2. Equitable Tolling
AEDPA's limitations period may be equitably tolled if a habeas petitioner can show that (1) he has been “pursuing his rights diligently,” but (2) “some extraordinary circumstance stood in his way and prevented timely filing.” Holland v. Florida, 560 U.S. 631, 649 (2010). Extraordinary circumstances are those “beyond a prisoner's control” that “make it impossible to file a [federal habeas] petition on time . . . [or] when the conduct of the defendant has lulled the plaintiff into inaction.” Kreutzer v. Bowersox, 231 F.3d 460, 463 (8th Cir. 2000). “Equitable tolling is an exceedingly narrow window of relief[,]” and “[t]he burden of demonstrating grounds warranting equitable tolling rests with the petitioner.” Finch v. Miller, 491 F.3d 424, 427 (8th Cir. 2007) (omitting citation); Earl v. Fabian, 556 F.3d 717, 722 (8th Cir. 2009) (citing Pace v. DiGuglielmo, 544 U.S. 408, 418 (2005)).

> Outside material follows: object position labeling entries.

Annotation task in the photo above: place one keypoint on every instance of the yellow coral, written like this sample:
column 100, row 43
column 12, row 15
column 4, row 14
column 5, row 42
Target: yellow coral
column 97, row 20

Cullen vaguely claims he should be entitled to equitable tolling because he is “not an attorney but a plumber” and has “filed numerous collateral attacks on [his] conviction.” Doc. 14 at 1, 3. However, the Eighth Circuit has repeatedly held that a petitioner's pro se status, lack of legal knowledge or resources, or any confusion about the federal limitations period or state post-conviction law does not justify equitable tolling. See Gordon v. Arkansas, 823 F.3d 1188, 1195 (8th Cir. 2016) (rejecting petitioner's argument to apply equitable tolling to period he was attempting to exhaust state-court remedies); Johnson v. Hobbs, 678 F.3d 607, 611 (8th Cir. 2012) (“petitioner's pro se status and failure to follow rules for filing state post-conviction petitions do not constitute extraordinary circumstances”); Earl, 556 F.3d at 724-25 (no tolling due to delayed receipt of case file, pro se status, lack of access to legal materials and limited time in library); Shoemate v. Norris, 390 F.3d 595, 597-98 (8th Cir. 2004) (prisoner's misunderstanding of state post-conviction procedures, pro se status, lack of legal knowledge or legal resources); Kruetzer, 231 F.3d at 463 (“even in the case of an unrepresented prisoner alleging a lack of legal knowledge or legal resources, equitable tolling has not been warranted”).
Cullen's judgment of conviction became final on October 28, 2019. Cullen, however, waited until January 1, 2023, to file his § 2254 habeas Petition. Remarkably, during this more-than-three-years interim, he managed to prepare and file numerous other pro se civil actions in both state and federal court. Plainly, he has not demonstrated any extraordinary circumstance that prevented him from timely filing his habeas Petition.
Nor has he demonstrated that he acted diligently in pursuing federal habeas review. See Gordon, 823 F.3d at 1195 (noting the relevant question is whether petitioner was diligent in filing “his federal habeas petition,” as opposed to state post-conviction petitions). Where a petitioner has not made good use of the time available to him within the limitations period, he has not demonstrated the diligence required to justify equitable tolling. Williams v. Kelley, 830 F.3d 770, 773 (8th Cir. 2016); Nelson v. Norris, 618 F.3d 886, 893 (8th Cir. 2010); Earl, 556 F.3d at 724-25. Because Cullen has failed to demonstrate both diligence and any extraordinary circumstance that prevented his timely filing, he is not entitled to any equitable tolling. His § 2254 habeas Petition is time-barred.
III. Conclusion
Because Cullen's § 2254 habeas Petition is time-barred, Respondent's Motion to Dismiss (Doc. 9) should be GRANTED, Cullen's Motion to Supplement Petition (Doc. 8) should be DENIED, as moot, and this action should be DISMISSED, with prejudice.